Again, ignoring the detail, it cannot be a public policy position that directors of failing businesses that should have closed before the lockdown and were already well within the remit of trading whilst insolvent (another name for Wrongful Trading), will be allowed to carry on regardless and be excused for their actions.

It must be the case that where directors act reasonably, in all the circumstances, take advice and act as they should do, but then don’t emerge the other side or do but fail within the coming 6 (?) months that there will be no prospect of the Liquidator/Administrator issuing a Wrongful Trading claim. But if that was the case, how do you distinguish between the ones where you can/should and cannot or should not?

This must be especially true when you consider the fact that by carrying on regardless there is a clear risk a director may commit fraud by claiming for Furloughed employees that were not in actual fact Furloughed. They may also run up more tax and other debt with absolutely no prospect of paying for it.

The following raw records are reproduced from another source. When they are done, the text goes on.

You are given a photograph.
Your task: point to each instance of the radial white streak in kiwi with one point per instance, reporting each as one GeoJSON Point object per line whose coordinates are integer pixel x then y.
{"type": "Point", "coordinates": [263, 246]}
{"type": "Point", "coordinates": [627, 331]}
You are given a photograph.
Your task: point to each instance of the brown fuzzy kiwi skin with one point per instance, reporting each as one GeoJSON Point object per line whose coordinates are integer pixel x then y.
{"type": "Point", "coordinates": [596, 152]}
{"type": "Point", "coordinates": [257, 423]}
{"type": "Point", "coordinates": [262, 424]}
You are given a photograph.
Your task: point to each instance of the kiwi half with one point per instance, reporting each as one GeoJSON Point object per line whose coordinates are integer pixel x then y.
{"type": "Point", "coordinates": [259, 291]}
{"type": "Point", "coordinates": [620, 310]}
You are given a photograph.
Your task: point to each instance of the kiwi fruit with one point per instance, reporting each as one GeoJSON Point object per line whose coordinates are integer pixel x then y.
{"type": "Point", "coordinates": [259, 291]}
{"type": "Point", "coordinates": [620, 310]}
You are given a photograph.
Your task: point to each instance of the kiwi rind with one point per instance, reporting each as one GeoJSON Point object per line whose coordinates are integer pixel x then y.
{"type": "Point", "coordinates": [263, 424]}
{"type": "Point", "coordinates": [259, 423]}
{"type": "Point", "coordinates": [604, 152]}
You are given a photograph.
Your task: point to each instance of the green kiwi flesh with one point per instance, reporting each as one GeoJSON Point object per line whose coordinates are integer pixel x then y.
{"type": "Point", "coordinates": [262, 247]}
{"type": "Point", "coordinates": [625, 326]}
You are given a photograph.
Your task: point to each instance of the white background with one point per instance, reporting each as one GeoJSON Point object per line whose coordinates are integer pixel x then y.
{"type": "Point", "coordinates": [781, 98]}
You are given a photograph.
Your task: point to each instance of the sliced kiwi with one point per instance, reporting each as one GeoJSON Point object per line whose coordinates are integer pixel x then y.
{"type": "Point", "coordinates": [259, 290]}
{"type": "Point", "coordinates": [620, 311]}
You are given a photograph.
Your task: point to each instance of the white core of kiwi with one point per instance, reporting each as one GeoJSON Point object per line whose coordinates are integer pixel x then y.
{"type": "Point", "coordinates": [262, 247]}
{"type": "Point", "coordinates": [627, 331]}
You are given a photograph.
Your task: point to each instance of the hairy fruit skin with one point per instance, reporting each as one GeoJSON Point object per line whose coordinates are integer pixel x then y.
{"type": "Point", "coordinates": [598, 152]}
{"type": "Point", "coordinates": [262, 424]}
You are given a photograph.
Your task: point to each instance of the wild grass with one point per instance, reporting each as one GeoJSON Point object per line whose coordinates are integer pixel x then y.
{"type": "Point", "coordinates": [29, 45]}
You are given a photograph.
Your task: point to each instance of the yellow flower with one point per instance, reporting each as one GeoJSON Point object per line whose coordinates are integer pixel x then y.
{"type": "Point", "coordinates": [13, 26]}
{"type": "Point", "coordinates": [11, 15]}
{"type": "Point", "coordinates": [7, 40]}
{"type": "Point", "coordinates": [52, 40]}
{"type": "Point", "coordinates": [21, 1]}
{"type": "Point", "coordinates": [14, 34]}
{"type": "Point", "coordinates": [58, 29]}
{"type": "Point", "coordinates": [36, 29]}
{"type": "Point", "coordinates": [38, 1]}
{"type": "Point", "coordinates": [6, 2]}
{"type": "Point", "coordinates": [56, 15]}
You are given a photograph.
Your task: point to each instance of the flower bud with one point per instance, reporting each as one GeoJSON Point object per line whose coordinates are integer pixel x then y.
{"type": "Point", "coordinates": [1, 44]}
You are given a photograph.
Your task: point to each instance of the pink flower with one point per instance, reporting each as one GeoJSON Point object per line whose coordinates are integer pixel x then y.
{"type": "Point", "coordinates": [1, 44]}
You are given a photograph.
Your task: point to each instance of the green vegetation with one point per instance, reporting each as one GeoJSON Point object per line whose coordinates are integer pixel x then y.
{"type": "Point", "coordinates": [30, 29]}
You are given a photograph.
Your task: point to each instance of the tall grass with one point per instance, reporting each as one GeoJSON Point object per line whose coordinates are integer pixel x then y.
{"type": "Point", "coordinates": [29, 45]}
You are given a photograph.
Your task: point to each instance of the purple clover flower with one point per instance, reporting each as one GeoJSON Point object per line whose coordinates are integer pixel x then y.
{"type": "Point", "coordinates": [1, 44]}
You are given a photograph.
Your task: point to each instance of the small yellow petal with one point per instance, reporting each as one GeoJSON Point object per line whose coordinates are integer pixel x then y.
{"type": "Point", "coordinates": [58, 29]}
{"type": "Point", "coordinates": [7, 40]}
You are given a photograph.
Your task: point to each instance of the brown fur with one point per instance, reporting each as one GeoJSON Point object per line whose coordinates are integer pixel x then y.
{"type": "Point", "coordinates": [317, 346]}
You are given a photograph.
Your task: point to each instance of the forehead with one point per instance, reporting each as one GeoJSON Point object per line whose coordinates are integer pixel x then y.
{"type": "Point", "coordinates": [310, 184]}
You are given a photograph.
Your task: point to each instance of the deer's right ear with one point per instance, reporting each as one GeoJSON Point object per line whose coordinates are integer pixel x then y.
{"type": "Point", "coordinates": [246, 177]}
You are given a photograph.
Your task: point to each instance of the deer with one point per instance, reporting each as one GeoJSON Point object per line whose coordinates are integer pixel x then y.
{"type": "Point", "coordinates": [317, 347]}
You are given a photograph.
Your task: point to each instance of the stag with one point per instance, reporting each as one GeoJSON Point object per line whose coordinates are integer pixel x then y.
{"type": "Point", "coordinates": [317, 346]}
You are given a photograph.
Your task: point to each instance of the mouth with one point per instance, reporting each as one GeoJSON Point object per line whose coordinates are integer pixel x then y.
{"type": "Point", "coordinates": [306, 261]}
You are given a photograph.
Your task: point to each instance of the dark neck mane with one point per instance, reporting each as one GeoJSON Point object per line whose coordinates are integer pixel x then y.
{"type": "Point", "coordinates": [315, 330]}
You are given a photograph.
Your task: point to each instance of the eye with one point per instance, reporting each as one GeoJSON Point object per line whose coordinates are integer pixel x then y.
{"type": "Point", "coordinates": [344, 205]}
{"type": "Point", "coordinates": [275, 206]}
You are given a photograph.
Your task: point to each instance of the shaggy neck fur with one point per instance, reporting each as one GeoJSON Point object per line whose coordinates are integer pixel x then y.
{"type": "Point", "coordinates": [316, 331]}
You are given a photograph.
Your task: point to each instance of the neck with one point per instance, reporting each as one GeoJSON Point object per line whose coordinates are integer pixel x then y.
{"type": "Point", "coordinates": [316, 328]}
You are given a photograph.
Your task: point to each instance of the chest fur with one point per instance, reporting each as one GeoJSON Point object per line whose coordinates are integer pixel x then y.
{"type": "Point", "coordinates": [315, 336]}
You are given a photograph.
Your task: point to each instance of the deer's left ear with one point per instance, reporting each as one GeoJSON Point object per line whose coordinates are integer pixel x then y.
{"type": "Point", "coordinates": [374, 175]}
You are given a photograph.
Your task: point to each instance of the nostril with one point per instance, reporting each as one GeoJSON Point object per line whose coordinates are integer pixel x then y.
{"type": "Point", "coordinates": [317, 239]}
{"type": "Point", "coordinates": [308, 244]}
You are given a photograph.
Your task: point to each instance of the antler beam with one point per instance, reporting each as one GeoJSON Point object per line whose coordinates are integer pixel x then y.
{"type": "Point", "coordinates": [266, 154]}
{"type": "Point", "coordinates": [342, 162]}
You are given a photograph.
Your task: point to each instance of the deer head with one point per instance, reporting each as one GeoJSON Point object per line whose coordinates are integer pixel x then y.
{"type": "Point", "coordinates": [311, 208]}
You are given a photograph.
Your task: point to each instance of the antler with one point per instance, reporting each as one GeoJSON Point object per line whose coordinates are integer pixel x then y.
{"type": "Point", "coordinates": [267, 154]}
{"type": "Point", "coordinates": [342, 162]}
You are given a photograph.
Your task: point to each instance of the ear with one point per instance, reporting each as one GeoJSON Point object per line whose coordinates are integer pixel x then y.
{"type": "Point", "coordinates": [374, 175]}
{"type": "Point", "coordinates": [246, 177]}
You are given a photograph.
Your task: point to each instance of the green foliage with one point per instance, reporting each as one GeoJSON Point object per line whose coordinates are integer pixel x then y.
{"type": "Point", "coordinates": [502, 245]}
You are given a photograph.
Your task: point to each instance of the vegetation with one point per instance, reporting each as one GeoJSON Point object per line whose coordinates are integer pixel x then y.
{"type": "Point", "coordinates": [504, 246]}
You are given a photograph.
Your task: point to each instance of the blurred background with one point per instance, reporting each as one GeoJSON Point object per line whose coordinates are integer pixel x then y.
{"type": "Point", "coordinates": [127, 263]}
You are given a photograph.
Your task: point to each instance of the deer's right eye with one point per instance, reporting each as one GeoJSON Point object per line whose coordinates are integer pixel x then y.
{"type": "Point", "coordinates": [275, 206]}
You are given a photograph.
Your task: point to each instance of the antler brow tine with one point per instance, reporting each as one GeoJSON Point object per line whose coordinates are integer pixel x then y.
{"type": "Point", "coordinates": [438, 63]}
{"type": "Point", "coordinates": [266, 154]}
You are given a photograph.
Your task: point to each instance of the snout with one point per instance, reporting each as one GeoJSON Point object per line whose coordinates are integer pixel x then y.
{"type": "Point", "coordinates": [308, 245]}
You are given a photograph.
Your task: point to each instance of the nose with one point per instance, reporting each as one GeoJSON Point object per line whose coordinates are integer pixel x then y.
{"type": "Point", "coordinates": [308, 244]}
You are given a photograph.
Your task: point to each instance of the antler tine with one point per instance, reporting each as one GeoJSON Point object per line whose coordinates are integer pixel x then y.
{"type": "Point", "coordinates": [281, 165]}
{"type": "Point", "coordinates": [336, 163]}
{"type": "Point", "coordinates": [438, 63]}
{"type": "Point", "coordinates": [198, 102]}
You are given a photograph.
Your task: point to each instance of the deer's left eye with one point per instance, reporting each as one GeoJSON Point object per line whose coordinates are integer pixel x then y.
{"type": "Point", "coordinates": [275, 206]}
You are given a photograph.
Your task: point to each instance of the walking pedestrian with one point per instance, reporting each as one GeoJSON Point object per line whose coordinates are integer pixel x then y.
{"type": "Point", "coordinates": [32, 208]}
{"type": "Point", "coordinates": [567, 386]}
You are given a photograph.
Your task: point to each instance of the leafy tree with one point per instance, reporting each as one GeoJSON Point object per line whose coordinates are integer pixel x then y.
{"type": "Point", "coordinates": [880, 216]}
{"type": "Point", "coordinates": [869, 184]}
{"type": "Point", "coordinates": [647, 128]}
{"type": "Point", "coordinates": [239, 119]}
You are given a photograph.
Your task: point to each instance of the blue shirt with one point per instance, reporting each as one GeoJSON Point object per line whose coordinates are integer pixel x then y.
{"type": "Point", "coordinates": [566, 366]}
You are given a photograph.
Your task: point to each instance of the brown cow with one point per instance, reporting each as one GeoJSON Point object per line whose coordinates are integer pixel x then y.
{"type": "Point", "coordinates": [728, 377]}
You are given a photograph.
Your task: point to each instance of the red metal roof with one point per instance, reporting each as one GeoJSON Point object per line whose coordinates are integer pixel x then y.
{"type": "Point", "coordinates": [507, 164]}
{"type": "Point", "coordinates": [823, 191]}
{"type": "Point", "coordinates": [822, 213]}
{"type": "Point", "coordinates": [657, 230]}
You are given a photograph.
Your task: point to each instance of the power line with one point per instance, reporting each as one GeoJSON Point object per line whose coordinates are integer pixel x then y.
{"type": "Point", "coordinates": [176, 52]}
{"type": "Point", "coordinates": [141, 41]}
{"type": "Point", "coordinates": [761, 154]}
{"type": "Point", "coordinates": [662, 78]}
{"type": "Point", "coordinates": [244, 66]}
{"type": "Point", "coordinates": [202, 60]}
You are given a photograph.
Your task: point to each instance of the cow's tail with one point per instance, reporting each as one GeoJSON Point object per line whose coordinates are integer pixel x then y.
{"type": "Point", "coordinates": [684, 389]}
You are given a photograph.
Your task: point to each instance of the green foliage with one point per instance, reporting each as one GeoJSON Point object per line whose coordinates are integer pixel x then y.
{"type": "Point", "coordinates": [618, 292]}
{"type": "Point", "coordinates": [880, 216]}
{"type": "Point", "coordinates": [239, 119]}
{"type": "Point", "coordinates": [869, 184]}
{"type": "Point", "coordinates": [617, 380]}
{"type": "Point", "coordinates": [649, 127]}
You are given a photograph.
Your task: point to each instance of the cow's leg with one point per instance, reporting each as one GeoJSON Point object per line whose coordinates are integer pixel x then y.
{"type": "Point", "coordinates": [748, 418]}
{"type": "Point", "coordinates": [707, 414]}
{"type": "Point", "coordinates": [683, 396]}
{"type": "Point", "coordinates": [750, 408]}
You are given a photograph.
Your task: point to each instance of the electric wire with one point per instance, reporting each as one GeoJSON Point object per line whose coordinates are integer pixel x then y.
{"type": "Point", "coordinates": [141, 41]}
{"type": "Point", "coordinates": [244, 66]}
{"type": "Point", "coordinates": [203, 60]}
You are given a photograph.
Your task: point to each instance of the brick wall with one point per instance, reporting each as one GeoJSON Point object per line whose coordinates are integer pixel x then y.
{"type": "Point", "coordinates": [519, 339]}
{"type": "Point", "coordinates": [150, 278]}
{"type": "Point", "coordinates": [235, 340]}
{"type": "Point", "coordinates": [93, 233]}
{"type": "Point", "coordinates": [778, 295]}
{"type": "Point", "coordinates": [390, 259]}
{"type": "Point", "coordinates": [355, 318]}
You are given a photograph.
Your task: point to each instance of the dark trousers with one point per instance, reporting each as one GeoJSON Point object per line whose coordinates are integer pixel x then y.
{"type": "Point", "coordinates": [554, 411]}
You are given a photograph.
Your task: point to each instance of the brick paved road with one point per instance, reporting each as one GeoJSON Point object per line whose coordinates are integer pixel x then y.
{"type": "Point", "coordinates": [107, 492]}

But even if they are excused from Wrongful Trading, what about the following:

  • A director who acts unreasonably or builds up debt (e.g. to HMRC) may face disqualification proceedings and be prevented from being a director for between 2 and 15 years;
  • A disqualified director can be subjected to a compensation order, forcing him/her to contribute towards the creditor or group of creditors prejudiced by the actions that led to the disqualification;
  • A director, who takes goods on credit knowing the creditor will not be paid, can be made personally liable for the debt
  • It will not excuse many of the other penalties under the Insolvency Act – Preferences and Transactions at an Undervalue to name the obvious 2; or the Companies Act – illegal dividends
  • It doesn’t stop an overdrawn loan account being incurred or being repayable;
  • Directors can be personally liable for certain tax debts and by carrying on, there is a chance this debt will only grow

I must express concern for creditors in this news, but creditors must also look to protect themselves and consider the terms on which they should be selling at this moment in time.

As for Company Directors though, this does seem to be some welcome relief to the grave anxiety most directors will have at this moment in time.